Spike Lee, Artistic Director of the Graduate Film Program at the NYU Tisch School of the Arts and renowned director, producer, actor, and teacher, was presented with the prestigious Dorothy and Lillian Gish Prize at a private ceremony on October 30 at The Museum of Modern Art.
Established in 1994 through the will of the legendary film and stage actress Lillian Gish, the Dorothy and Lillian Gish Prize is widely regarded as one of the most prestigious honors given to artists in the United States and bears one of the largest cash awards, currently valued at approximately $300,000. Over the past two decades, the Gish Prize Trust has honored Lillian Gish's achievements as the First Lady of American Cinema by recognizing outstanding artists who have pushed the boundaries of their art forms, contributed to social change and paved the way for the next generation. Spike Lee joins a roster of past honorees that includes Frank Gehry, Bob Dylan, Arthur Miller, Shirin Neshat, Ornette Coleman, Trisha Brown, and NYU professor and actor Anna Deavere Smith, who was the Gish Prize’s 19th honoree.
"Would you believe, two of the most important films that impacted me while I was studying at NYU starred Miss Lillian Gish - D.W. Griffith's The Birth of a Nation and Charles Laughton's The Night of the Hunter,” said Lee. “Isn't it funny (sometimes) how life works? And how ironic life can be? God can be a trickster. Peace and love to the Gish Sisters, the Gish Prize Trust, and the Philanthropy Centre at JP Morgan Private Bank."
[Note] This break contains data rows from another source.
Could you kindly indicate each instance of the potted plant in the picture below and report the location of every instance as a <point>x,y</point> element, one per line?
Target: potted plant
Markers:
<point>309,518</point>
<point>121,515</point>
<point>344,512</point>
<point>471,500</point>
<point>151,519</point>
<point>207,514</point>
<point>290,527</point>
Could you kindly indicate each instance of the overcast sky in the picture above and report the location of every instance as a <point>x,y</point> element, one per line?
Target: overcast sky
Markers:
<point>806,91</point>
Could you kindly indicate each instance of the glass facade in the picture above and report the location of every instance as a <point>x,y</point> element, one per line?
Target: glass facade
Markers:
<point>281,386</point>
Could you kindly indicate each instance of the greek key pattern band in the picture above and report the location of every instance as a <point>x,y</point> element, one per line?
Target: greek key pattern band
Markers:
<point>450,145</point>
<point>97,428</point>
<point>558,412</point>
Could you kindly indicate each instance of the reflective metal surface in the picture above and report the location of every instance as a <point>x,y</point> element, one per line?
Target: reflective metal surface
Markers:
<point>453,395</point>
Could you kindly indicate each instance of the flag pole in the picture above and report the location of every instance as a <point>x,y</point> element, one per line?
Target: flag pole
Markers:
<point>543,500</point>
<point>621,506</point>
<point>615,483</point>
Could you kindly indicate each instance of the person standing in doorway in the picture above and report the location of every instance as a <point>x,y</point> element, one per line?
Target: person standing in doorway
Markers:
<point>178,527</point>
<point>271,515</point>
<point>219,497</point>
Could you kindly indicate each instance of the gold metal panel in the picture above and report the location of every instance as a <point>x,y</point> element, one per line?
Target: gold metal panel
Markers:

Spike Lee helped define America's new independent cinema with his first full-length feature, She's Gotta Have It (1986). In 1989, with Do the Right Thing, he became the first African American to move decisively into the front rank of the film industry, while breaking new ground in his portrayal of the black community and creating a work that has since become a lasting testament to its time and place. Over a career that now spans three decades, he has gone on to make more than thirty films in every genre, including intimate family dramas, crime thrillers, historical epics, satires, musicals, and documentaries, and has introduced actors such as Samuel L. Jackson, Queen Latifah, and Halle Berry to the screen. He also has devoted more than 15 years to teaching and mentoring students at New York University's Tisch School of the Arts, where he has endowed the Spike Lee Film Production Fund, which to date has provided completion funds to more than forty students for their thesis films.
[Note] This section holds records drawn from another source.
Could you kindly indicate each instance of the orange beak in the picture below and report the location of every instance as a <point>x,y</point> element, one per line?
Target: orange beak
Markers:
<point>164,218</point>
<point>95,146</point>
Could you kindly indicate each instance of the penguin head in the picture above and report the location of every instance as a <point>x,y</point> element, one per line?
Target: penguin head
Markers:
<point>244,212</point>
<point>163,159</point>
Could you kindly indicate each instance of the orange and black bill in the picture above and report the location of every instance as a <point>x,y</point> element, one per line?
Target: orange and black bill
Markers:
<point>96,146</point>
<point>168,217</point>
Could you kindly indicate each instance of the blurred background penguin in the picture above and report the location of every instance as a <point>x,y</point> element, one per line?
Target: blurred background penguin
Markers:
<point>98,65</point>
“Having known Spike for more than 20 years, I can’t think of anybody who is a more appropriate representation of the spirit of the Gish award,” said Dr. Mary Schmidt Campbell, Dean of the Tisch School of the Arts. “Through his work, through his example, through the communities he’s created and the students he has mentored and supported, Spike has helped give a voice to a whole generation of artists. As a result, Spike’s positive and profound influence on the arts has been exponential.”
The Gish Prize selection committee chose Spike Lee from among a group of 30 distinguished finalists in all fields of the arts, who had been nominated by members of the arts community. The selection committee for 2013 was committee chair Darren Walker, President of the Ford Foundation; Fairfax Dorn, Executive Director of Ballroom Marfa; David Henry Hwang, playwright; Rajendra Roy, The Celeste Bartos Chief Curator of Film at The Museum of Modern Art; and Rebecca Robertson, President and Executive Producer of the Park Avenue Armory.
"Because this is the 20th year of the Prize, the selection committee felt a particular commitment to affirming the legacy of Lillian Gish as both a great artist and in her later years a stalwart for a more just and inclusive society,” said Darren Walker. “We honor Spike Lee for his brilliance and unwavering courage in using film to challenge conventional thinking, and for the passion for justice that he feels deep in his soul."